Une des choses que j’adore dans mon quartier, c’est qu’il est à la lisière entre des zones presque intolérablement à la mode de Brooklyn (Williamsburg au Nord, Bushwick à l’Est, Fort Greene à l’Ouest), où tout est designé, enjolivé et marketé comme dans un Disneyland pour jeunes hipsters et bobos trentenaires, et l’Amérique profonde. J’exagère à peine: parfois je suis sur mon vélo et j’ai l’impression nette d’avoir pédalé à mon insu jusqu’à Paris, Texas, Athens, Georgia ou London, Ohio.

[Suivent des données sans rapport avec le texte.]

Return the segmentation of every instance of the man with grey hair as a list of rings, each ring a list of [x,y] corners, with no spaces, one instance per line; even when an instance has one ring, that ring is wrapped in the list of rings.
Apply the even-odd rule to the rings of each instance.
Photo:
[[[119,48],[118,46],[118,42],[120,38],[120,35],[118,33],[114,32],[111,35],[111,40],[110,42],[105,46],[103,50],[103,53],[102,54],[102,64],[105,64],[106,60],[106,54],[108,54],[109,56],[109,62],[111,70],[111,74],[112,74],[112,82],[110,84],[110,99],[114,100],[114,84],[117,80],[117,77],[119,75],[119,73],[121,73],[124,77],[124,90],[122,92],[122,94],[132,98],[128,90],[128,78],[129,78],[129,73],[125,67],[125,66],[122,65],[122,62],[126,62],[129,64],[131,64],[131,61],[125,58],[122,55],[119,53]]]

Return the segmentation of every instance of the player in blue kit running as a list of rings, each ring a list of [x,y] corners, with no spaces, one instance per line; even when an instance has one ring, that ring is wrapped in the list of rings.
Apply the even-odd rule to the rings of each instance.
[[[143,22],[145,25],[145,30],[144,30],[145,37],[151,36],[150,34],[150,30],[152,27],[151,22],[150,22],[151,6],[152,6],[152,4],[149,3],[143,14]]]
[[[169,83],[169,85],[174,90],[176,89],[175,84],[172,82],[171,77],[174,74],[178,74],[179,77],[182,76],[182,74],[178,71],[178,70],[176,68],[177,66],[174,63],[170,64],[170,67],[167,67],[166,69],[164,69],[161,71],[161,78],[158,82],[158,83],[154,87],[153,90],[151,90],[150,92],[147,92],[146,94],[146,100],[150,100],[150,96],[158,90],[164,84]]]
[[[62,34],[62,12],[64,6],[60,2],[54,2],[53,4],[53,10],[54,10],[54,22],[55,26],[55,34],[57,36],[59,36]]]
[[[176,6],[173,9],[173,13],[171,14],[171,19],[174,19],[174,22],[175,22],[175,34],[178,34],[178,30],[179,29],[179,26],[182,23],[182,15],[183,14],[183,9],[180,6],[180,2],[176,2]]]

Si ce voyage spatio-temporel est possible c’est grâce aux deux grands axes qui circonscrivent Bed-Stuy: Broadway au-dessus, et Atlantic en-dessous. Broadway commence à Williamsburg dans le prolongement du pont, et Atlantic Avenue, au bord de la rivière aussi mais de l’autre côté, à quelques encablures du Brooklyn Bridge. Ces deux avenues se croisent au niveau de la gare d’East New York, à l’extrémité de Brooklyn juste avant le Queens.

Broadway est un drôle de boulevard qui n’a pas grand-chose à voir avec son homonyme de Manhattan. Sous les arcades du métro aérien, c’est une succession de boutiques bizarres et de boui-bouis aux enseignes en néon à moitié court-circuitées. J’adore aller m’y promener. Les poteaux en fer tremblent dans un tintamarre infernal dès que passe un train, la lumière semble passée par un filtre ocre, bref c’est le décor parfait pour un film de Caro et Jeunet.

Quant à Atlantic, c’est là que commence l’Amérique. Il y a six voies et les garages, carwash et magasins de pièces détachées automobiles succèdent aux stations-services. Les feux de signalisation jaunes, suspendus à des poteaux là-haut, se détachent sur un ciel aussi grand que celui qui surmonte la Route 66. En chemin vers mon studio ce matin, au lieu de tourner sur Franklin j’ai continué à pédaler tout droit. En route vers les USA! J’ai lancé hier la procédure pour mon visa.